Die 20-jährige Andrea* sagt: «Mit 13 Jahren begann ich, regelmässig Alkohol zu trinken.» Zunächst war es Bier, dann Wodka, bald nahm sie auch Ecstasy, zuletzt Amphetamine, täglich: «Wegen des Alkohols bin ich auf Drogen gekommen.» Die Lehre hat sie verloren, Arbeit fand sie nicht. Der Mutter zuliebe stieg sie letzten August aus der Abhängigkeit aus.
Die Politik wollte solchen Drogenkarrieren von Jugendlichen entgegentreten, als der Bund 2012 beschloss, das Alkoholgesetz aus dem Jahr 1932 zu revidieren. Sein Ziel: die Prävention ausbauen.
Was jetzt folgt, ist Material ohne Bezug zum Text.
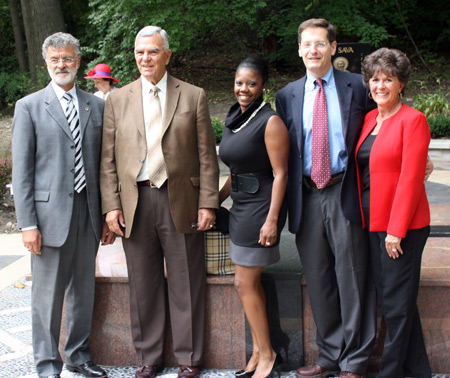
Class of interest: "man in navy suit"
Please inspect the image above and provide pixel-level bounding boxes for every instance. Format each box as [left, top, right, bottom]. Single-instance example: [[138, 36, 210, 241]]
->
[[276, 19, 376, 378]]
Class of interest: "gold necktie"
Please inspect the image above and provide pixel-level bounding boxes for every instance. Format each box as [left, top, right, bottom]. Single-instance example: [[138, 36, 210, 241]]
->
[[147, 86, 167, 188]]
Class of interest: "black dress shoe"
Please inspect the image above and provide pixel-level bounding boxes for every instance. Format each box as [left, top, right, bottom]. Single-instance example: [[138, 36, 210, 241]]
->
[[66, 361, 107, 378]]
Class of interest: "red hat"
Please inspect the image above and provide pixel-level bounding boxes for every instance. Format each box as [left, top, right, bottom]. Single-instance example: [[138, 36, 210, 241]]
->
[[84, 63, 120, 83]]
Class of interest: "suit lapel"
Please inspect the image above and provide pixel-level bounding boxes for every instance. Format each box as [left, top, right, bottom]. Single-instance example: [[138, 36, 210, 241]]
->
[[127, 78, 145, 138], [162, 75, 180, 135], [291, 76, 306, 151], [77, 88, 91, 135], [44, 84, 72, 139], [333, 69, 353, 140]]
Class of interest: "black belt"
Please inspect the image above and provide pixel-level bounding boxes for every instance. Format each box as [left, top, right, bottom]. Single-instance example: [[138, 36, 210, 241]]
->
[[137, 180, 167, 189], [303, 172, 344, 190], [230, 172, 273, 194]]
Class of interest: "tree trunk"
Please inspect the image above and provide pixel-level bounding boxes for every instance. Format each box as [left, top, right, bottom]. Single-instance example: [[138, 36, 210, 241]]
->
[[20, 0, 66, 84], [9, 0, 27, 72]]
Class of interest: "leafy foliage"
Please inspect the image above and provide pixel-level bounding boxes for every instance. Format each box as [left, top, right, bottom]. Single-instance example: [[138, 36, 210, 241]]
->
[[0, 143, 12, 199], [0, 0, 450, 102], [414, 92, 450, 118], [0, 72, 30, 106], [428, 114, 450, 138], [414, 91, 450, 138]]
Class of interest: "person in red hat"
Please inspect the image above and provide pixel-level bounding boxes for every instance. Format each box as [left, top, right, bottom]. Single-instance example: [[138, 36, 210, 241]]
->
[[84, 63, 120, 101]]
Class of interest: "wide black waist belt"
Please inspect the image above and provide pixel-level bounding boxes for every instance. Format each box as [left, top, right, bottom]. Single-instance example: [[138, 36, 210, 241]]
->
[[231, 172, 273, 194], [303, 172, 344, 189]]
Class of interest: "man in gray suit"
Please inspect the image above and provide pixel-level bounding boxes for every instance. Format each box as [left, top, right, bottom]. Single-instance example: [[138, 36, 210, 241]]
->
[[12, 33, 114, 378]]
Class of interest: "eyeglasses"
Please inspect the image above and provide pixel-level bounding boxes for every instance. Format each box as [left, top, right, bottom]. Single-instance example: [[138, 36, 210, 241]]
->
[[302, 41, 329, 50], [48, 58, 75, 65]]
Herausgekommen ist exakt das Gegenteil. Geht es nach dem Nationalrat, sind künftig wieder Happy Hours und Fünfliber-Partys erlaubt. Schnapsbrenner profitieren von tieferen Steuern. Auch eine gesetzliche Grundlage für Testkäufe von Alkohol wurde nicht verabschiedet.
Präventionsfachleute sind alarmiert. Gestern suchten sie bei einer Tagung in Solothurn nach Auswegen aus der verfahrenen Situation. Bundesrätin Eveline Widmer-Schlumpf (BDP, 59) bekniete das Parlament Anfang Juni: «Ich möchte Sie schon bitten, dem nächtlichen Verkaufsverbot, das das einzige Überbleibsel der Prävention ist, zuzustimmen.» Der Nationalrat lehnte ab.
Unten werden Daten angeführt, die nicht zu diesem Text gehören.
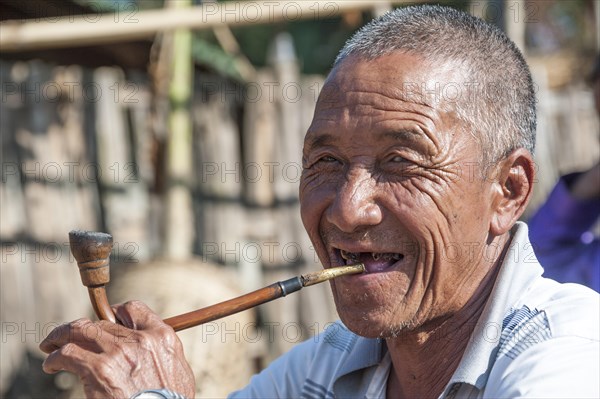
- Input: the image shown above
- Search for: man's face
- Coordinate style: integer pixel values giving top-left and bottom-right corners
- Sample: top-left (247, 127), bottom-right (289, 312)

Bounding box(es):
top-left (300, 53), bottom-right (500, 337)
Dabei sind sich Fachleute einig: Prävention wäre gerade bei Jugendlichen äusserst wichtig: «Das Hirn entwickelt sich, bis sie über 20 Jahre alt sind», sagt Thilo Beck, Chefarzt Psychiatrie bei den Arud-Zentren für Suchtmedizin. Jeder übermässige Genuss psychoaktiver Substanzen schädige das Gehirn.
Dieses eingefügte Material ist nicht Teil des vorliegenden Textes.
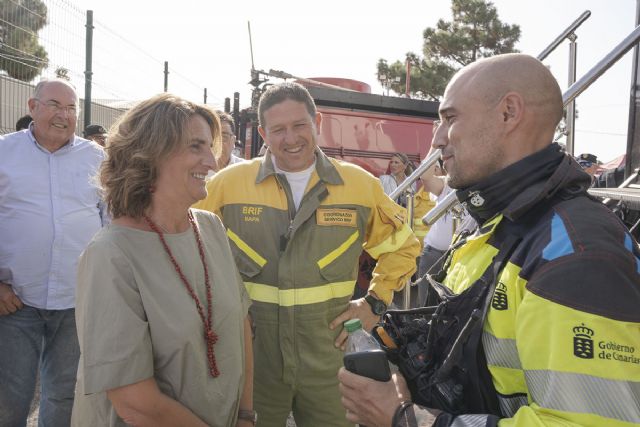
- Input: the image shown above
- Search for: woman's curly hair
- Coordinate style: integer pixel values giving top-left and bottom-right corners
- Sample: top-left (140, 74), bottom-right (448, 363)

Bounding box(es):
top-left (99, 93), bottom-right (220, 218)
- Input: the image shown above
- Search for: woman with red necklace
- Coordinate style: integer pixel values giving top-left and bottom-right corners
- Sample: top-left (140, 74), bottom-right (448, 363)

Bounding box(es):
top-left (72, 94), bottom-right (256, 427)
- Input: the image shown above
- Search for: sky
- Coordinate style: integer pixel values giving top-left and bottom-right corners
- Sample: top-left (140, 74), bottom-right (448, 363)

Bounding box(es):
top-left (76, 0), bottom-right (636, 162)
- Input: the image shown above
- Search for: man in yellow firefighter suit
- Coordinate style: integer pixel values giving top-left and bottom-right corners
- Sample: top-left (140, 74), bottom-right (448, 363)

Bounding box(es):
top-left (339, 54), bottom-right (640, 427)
top-left (196, 83), bottom-right (420, 427)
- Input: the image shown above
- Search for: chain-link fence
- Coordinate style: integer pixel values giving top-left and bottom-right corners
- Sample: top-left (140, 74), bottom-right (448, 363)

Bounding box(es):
top-left (0, 0), bottom-right (222, 134)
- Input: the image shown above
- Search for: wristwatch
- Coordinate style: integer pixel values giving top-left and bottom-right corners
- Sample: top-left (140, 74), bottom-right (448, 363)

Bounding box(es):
top-left (364, 294), bottom-right (387, 316)
top-left (238, 409), bottom-right (258, 426)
Das neue Gesetz nennt Beck im Hinblick auf einen vernünftigen Umgang mit Suchtmitteln «eine Fehlgeburt – es ist schlechter als das alte Gesetz».
Auch Philipp Frei (31), Mediensprecher des Blauen Kreuzes, ist alarmiert: «Die Steuersenkung zusammen mit der Rückkehr der Happy Hours ist eine unselige Kombination», sagt er.
Dabei denkt er auch an sich: Frei stieg mit 13 Jahren in die rechtsextreme Szene ein. Dort wird viel Alkohol getrunken. «Damals hat es im Geschäft und in den Restaurants keinen interessiert, wie alt wir waren.»
Frei, der mit 18 Jahren wieder aus der rechten Szene ausstieg, erinnert sich: «Ich bin im Winter mit einer Alkoholvergiftung bewusstlos zusammengebrochen.» Er wäre beinahe gestorben. Seither trinkt er nur noch zum Genuss.
Ganz verhindern, dass Jugendliche exzessiv trinken, könne man zwar nicht, sagt Frei. Aber: «Jugendliche sind extrem preissensibel.» Tiefere Steuern auf Schnaps seien daher fatal.
Auch das Bundesamt für Gesundheit ist besorgt über den Entscheid des Nationalrats: «Mit der Preissenkung steigt das Risiko für gesundheitliche und gesellschaftliche Schäden», sagt Mediensprecherin Mona Neidhart.
Jetzt hoffen die Präventionsbefürworter auf den Ständerat. Dieser könnte das verkorkste Gesetz beerdigen – und die Rettung des Präventionsgedankens erzwingen.